If necessity is the mother of invention, then accident-prone inventors will always have a leg up on artificial intelligence. The Nurse’s Easy Lift and Positioner was born out of frustration. In 2007, inventor David Wolfe dislocated his shoulder after an experimental aircraft accident. He found it ludicrous that the only thing the hospital sent him home with, to keep his shoulder together, was a “five-dollar canvas sling.” He explained “No matter how I tried to alter the sling, nothing pushed my arm back into the socket as well as tilting my torso 45 degrees and jamming my elbow into the sofa arm so the humerus bone pushed all those ripped tendons up. This removed the excruciating pain from the arm’s weight pulling down on them. Tightening the sling only brought my wrist towards my chin and that gave me 10% of the relief I cried out for. I thought it was unbelievable that the hospital couldn't give me a device that sat on a bed or table that would hold my arm at the correct height and angle to provide pain relief and possibly better healing. I couldn't even find something to rent.”
But eventually, after three or four months the shoulder healed and David went on with his life. Six years later, David suffered another injury. This time it was a roller skating accident that bent his knee sideways. This time he decided to skip the hospital and nurse himself. For months, he sat on a couch while he tried to keep his toes pointing up. The only problem with that was legs at rest (especially when a cast is involved) tilt outwards, causing knee pain and likely impeding proper knee healing. David later learned that patients often have hip problems after months of casted legs healing while lying unnaturally rotated. To counter this, David used rolled, taped-up hand towels placed under his calf to keep his toes pointed up and his knee straight.
This time the frustration of rolled towels falling off the couch every 5 minutes motivated him to create a solution. First, he thought of a contoured cushion to cradle the leg, but without a steady base, it would fall out of place. Then the idea of an adjustable lift with a large base below and a body contoured cushion above came into focus. Then the idea of any number of cushions that clicked in and out of the lift making the lift a standard platform that could assist in moving or holding dozens of body parts. He grew to understand that “the funny thing about the evolution of an idea is you never know where the invention will take you, because, by the time I racked my brain to think of as many uses as I could, it turned out that half of the lift and cushion tasks actually do more for nurses than patients.” Wolfe was astonished to find out nurses have the highest injury rates of any profession. So when the idea of powering this lift came to bear “I decided to keep the batteries, wires, and motor off the lift entirely and place that weight in the nurse’s other hand by way of a small rechargeable socked-ended drill that attaches to a center bolt on the lift.”
Wolfe concluded that the invention needed to avoid physically taxing caregivers. “My goal was to have the lift weigh as little as a half gallon of milk. My carbon fiber fabricator guy got really close with the prototype coming in at 3.5 pounds, but he tells me a mass-manufactured unit would be under 3 pounds.”

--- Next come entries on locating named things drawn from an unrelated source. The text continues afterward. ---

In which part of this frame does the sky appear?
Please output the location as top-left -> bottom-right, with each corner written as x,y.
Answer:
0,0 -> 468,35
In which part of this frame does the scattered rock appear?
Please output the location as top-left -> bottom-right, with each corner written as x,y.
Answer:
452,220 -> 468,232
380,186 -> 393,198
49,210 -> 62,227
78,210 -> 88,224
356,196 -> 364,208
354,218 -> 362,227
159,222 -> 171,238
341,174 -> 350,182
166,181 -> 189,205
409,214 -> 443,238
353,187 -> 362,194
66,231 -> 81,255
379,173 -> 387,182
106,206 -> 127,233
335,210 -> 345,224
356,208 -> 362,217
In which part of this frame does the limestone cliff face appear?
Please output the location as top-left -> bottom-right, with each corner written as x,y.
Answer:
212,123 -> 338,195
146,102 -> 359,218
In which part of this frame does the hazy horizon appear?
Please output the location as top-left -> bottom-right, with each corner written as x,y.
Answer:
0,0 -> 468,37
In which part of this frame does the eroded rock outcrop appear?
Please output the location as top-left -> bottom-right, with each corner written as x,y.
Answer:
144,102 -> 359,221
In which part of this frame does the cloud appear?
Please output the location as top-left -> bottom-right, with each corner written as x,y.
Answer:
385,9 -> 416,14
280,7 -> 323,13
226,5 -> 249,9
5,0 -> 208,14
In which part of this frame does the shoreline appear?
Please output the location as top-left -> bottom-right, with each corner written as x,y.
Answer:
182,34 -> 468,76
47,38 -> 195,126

The final prototype has 11 cushions that perform 31 tasks, including the two that formed the initial inspiration: a forearm holder for arm and shoulder injuries and a cushion that holds both legs up in the air for enhanced circulation or just one leg flat for steady healing. The nurseslift.com website details the assembly and lift capabilities. The lift kit also includes a cushion mount that attaches to the lift arm and acts like an endoskeleton for each cushion as well as a way to firmly attach the soft cushion to the lift.
“I think over time doctors, nurses, chiropractors, ALF caregivers, therapists, and the like will tell us what additional tasks they wish the lift could do, and whichever company holds the patent rights will be able to make new cushions. I get a kick out of thinking the best lift application is yet to come.“
The invention has received its Notice of Allowance and will have a patent number any day now.